Catalase overexpression impairs TNF-α induced NF-κB activation and sensitizes MCF-7 cells against TNF-α

The pleiotropic cytokine tumor necrosis factor alpha (TNF-alpha) can induce apoptosis but also supports cell survival pathways. Among the possible anti-apoptotic mechanisms of TNF-alpha is the activation of the transcription factor NF-kappa B. Since reactive oxygen species (ROS) are assumed to contribute to TNF-alpha mediated cytotoxicity but can also facilitate NF-kappa B activation this study investigates the relationship between TNF-alpha treatment, NF-kappa B activation and the expression of the anti-oxidative enzyme catalase.

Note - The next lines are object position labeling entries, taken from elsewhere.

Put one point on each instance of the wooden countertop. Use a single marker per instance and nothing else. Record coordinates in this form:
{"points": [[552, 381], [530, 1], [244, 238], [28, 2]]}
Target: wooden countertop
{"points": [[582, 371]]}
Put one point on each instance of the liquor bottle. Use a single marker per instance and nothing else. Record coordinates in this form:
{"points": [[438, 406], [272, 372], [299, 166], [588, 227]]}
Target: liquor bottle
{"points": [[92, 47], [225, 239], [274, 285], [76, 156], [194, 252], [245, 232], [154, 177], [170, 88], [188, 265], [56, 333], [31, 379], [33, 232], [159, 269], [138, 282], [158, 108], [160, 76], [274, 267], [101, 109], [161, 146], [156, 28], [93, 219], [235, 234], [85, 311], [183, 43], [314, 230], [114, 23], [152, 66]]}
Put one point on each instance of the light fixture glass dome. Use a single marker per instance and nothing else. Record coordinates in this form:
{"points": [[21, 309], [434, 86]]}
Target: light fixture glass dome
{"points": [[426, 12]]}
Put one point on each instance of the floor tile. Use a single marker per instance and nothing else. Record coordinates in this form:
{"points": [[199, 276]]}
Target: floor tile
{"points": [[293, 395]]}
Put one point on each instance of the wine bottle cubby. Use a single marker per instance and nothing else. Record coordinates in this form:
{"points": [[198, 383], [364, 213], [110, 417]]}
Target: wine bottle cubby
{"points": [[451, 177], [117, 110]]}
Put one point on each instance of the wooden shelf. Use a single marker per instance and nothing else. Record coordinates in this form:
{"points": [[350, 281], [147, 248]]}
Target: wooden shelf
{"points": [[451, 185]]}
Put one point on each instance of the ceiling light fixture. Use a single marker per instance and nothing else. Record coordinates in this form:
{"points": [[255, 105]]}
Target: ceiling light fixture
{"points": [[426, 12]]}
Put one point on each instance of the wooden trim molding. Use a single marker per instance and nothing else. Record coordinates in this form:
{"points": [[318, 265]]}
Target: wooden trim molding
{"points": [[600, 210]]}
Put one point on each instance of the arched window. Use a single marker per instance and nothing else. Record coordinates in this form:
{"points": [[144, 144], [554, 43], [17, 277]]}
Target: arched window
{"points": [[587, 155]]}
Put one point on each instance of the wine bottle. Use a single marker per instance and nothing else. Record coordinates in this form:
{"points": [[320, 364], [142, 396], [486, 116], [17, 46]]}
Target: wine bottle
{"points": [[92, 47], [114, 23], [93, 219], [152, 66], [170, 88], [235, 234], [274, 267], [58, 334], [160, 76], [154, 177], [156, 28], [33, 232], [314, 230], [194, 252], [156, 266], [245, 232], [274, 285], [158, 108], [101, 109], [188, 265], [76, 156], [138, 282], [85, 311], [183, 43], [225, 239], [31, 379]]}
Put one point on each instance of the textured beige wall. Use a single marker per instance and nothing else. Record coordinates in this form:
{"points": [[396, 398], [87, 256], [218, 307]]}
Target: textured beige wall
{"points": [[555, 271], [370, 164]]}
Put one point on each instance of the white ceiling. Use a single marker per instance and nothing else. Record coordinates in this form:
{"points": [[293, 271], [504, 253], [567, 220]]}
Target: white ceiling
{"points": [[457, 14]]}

TNF-alpha treatment caused downregulation of catalase expression in MCF-7, Caco-2 and Hct-116 cancer cell lines. Overexpression of catalase in MCF-7 cells, resulting in lower intracellular ROS levels upon challenge with H2O2, caused a transient nuclear p65 translocation upon TNF-alpha treatment as compared to the sustained NF-kappa B activation in wild type cells. This was due to a lack of sufficient H2O2 to co-stimulate NF-kappa B activation as demonstrated by the observation that addition of exogenous H2O2 led to a second increase of NF-kappa B activity. The rapid decline of nuclear translocation of NF-kappa B in the catalase overexpressing cells resulted in a slower increase of NF-kappa B mediated reporter gene expression. These results indicate that TNF-alpha mediated downregulation of catalase expression and accordingly sufficient H2O2 is required for appropriate function of the NF-kappa B dependent survival pathway.